Book Synopsis Forged in Freedom by : Norman H. Finkelstein
Download or read book Forged in Freedom written by Norman H. Finkelstein and published by Jewish Publication Society. This book was released on 2002 with total page 228 pages. Available in PDF, EPUB and Kindle. Book excerpt: A history in words and photographs of the growth of the Jewish community in the United States and its contributions to American culture, politics, and economics in the twentieth century.
Download or read book Natan Sharansky written by Blake Hoena and published by Kar-Ben Publishing ®. This book was released on 2021-05-01 with total page 64 pages. Available in PDF, EPUB and Kindle. Book excerpt: This graphic novel biography is the story of Soviet Jewry “refusenik” and human rights activist Anatoly “Natan” Sharansky. Born in 1948 to a Jewish family in Ukraine, at that time part of the Soviet Union, he was arrested as a young man and later imprisoned for wanting to leave the Soviet Union and go to Israel. His struggle became the struggle of all Soviet Jews who wished to leave. With the help of his wife, many Jewish activists, and world leaders, he eventually succeeded in immigrating to Israel, paving the way for the release of other Soviet Jews who wished to live in freedom.
Book Synopsis Jewish Heroes & Heroines of America by : Seymour Brody
Download or read book Jewish Heroes & Heroines of America written by Seymour Brody and published by Frederick Fell Publishers. This book was released on 2003 with total page 322 pages. Available in PDF, EPUB and Kindle. Book excerpt: Celebrates the contributions of Jewish heroes and heroines throughout the nation's history. Spanning the pre-revolutionary years to the present, this essential book documents the lives of 151 men and women who have contributed to all areas of life--the arts,sciences,sports,entertainment,business,and politics. JEWISH HEROES AND HEROINES OF AMERICA details where each individual has worked, the awards he or she has won, and the accomplishments that have brought fame and the respect of other Jews and non-Jews in America.

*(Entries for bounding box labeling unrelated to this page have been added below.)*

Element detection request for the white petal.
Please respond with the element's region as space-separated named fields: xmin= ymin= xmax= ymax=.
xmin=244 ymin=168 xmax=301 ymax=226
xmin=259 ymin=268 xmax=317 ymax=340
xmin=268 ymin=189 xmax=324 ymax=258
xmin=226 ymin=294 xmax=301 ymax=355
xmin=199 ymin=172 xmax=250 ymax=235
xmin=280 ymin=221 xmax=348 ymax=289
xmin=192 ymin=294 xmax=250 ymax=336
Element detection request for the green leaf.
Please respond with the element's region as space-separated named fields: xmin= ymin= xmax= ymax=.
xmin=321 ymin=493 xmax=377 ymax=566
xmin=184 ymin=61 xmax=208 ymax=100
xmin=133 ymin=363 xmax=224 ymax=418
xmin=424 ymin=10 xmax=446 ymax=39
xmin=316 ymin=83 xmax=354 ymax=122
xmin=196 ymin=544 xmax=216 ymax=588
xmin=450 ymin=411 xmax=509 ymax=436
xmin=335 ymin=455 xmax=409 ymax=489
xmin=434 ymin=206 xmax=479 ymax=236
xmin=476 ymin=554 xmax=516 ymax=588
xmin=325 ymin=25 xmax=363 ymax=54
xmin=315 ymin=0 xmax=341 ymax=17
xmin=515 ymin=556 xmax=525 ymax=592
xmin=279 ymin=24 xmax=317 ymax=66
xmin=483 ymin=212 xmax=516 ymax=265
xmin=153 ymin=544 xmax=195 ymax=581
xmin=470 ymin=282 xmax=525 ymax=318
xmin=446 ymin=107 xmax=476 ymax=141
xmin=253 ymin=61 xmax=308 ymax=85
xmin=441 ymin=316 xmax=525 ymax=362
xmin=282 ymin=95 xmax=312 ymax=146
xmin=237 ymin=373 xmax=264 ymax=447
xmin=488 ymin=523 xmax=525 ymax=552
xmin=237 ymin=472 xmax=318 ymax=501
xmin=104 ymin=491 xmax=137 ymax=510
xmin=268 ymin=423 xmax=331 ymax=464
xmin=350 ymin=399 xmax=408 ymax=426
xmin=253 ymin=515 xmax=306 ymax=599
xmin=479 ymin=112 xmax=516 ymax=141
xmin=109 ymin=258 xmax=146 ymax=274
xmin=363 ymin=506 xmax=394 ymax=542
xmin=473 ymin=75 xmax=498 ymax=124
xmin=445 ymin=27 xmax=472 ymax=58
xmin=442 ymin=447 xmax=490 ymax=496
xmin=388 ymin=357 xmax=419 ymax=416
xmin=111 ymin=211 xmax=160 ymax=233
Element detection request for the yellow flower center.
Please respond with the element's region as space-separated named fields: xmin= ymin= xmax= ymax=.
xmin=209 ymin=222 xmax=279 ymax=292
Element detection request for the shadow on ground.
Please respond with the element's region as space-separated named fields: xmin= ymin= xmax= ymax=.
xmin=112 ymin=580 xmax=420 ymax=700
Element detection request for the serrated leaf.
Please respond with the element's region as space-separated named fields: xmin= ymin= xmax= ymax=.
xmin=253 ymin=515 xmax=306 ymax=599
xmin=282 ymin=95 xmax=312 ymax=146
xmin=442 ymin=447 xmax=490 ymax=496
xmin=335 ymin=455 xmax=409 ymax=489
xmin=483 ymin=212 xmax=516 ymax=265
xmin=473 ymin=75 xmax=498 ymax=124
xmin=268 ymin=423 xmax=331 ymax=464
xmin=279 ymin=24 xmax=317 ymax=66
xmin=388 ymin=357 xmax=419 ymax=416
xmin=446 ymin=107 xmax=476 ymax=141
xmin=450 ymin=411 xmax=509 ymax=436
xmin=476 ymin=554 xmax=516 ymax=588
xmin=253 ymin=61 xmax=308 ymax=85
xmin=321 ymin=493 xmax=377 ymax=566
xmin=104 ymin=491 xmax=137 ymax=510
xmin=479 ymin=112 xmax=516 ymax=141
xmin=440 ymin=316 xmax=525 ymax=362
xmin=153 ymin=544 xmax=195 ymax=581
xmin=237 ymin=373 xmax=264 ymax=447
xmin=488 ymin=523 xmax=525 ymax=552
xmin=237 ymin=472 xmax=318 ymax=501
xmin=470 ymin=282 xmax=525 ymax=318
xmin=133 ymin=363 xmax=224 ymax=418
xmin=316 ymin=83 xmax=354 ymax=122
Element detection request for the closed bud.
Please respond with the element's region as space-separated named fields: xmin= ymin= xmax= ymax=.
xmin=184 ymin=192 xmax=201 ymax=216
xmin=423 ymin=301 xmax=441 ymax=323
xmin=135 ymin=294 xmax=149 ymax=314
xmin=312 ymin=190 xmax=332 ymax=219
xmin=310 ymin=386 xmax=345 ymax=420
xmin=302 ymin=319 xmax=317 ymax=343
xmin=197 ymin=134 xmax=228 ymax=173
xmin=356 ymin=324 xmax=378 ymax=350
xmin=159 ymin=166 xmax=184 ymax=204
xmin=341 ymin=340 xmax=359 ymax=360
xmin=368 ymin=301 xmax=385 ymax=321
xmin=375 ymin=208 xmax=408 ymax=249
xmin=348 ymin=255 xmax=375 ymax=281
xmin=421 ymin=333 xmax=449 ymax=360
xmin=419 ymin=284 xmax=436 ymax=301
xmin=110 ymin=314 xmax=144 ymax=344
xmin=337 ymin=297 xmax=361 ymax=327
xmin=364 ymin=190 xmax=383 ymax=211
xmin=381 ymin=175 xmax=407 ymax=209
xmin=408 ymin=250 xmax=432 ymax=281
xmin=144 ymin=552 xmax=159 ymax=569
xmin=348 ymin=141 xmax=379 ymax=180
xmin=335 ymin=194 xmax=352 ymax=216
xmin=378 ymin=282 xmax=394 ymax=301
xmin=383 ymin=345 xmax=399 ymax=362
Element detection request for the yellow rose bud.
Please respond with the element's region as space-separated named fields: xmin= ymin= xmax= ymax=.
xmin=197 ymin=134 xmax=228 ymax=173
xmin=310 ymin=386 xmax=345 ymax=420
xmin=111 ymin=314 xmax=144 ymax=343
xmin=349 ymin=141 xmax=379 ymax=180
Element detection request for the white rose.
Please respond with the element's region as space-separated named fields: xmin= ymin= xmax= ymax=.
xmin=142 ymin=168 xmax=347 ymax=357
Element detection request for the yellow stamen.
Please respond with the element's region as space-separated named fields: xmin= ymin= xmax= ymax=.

Download or read book Free Jerusalem written by Zev Golan and published by Devora Publishing. This book was released on 2003 with total page 328 pages. Available in PDF, EPUB and Kindle. Book excerpt: The author takes us beyond the history books, into the real world of the Jewish Underground of the 1920s and 30s, before there was a State of Israel. Building on years of painstaking research of archival material plus in-depth interviews via participants who still recall those 'Wild West' years, Zev Golan reveals how the heroes of the Jewish people performed some less-than-heroic acts while chasing the Arab gangs and the entire British Empire off their land. These same heroes, heroines and rogues went on to become the elite leaders - Prime Ministers, Rabbis and world-famous scientists -- of the State of Israel.
Download or read book Forging Freedom written by Hudson Talbott and published by Putnam Publishing Group. This book was released on 2000 with total page 0 pages. Available in PDF, EPUB and Kindle. Book excerpt: Chronicles the brave exploits of Jaap Penraat, a young Dutch man, who risked his life during World War II to save the lives of over 400 Jews.